It’s always about need with Kay. Her needs, Hugh’s needs, my needs. And of course, First Father’s.

“What is it that you’re looking for?” she says, changing tactics. “Searching, searching, you travel around the world, but for what? You don’t light long enough to find whatever it is.”

Ah, I wasn’t expecting this. But that’s her job. Identify the problem.

“Your room is ready. And what about Basil? I thought you wanted to drop him off with us while you went on to the camp.”

I look through the wall of the phone booth and see Basil watching for my next move. Big, sloppy, happy Basil. He’s drooling against the car window as I speak. And he does love the company of other dogs, even Diva; he’s more sociable than I am and can fit into any existing hierarchy. Though a few years ago, when he was younger and we were visiting Kay, Diva, after two days, had had her fill of the interloper. She dragged Basil’s bed out to the yard and dumped it on the grass.

The real truth is, I’m not ready to face sister, brother-in-law, brother or his new friend. My own silence has been exactly right throughout this trip, and I need to protect it a bit longer. Well, there it is, what I need.

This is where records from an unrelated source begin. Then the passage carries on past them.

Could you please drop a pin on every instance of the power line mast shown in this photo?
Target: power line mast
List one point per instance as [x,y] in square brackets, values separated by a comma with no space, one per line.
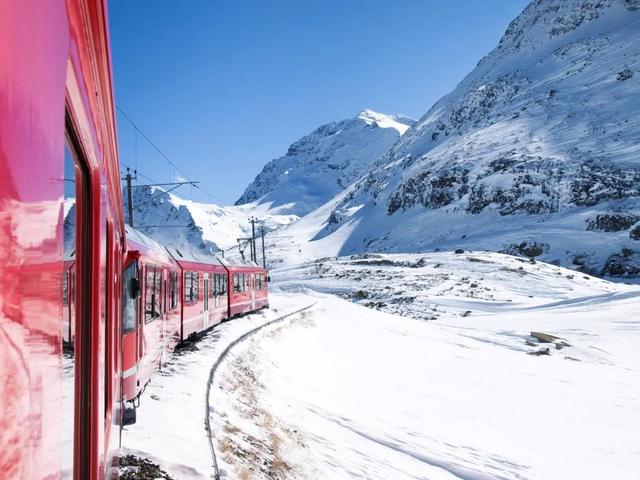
[254,257]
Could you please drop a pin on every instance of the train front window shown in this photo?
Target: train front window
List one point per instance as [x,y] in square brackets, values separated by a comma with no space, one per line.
[129,303]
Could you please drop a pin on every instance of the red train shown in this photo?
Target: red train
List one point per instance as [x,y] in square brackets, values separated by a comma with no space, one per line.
[182,295]
[120,301]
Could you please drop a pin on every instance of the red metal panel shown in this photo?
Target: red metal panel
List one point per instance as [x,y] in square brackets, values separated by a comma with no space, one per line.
[33,45]
[38,41]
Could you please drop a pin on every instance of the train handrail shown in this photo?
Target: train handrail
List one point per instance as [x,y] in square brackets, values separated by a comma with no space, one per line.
[214,368]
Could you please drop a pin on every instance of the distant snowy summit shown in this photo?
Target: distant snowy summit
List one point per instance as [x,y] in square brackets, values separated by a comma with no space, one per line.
[322,164]
[536,152]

“What about Kamloops?” she says suddenly. “You have to pass through there to get to the camp, or very close by. I’ve already warned Father that you’ll be driving to B.C. after you leave Edmonton. He’ll be sitting in his chair, staring at the door as always, but this time he thinks it’s you who will be walking in.”

A man who won’t leave the province. Another who won’t enter. Until now. I imagine a painting, panels, a diptych maybe, some sort of split canvas. If I were in it, I’d paint myself out.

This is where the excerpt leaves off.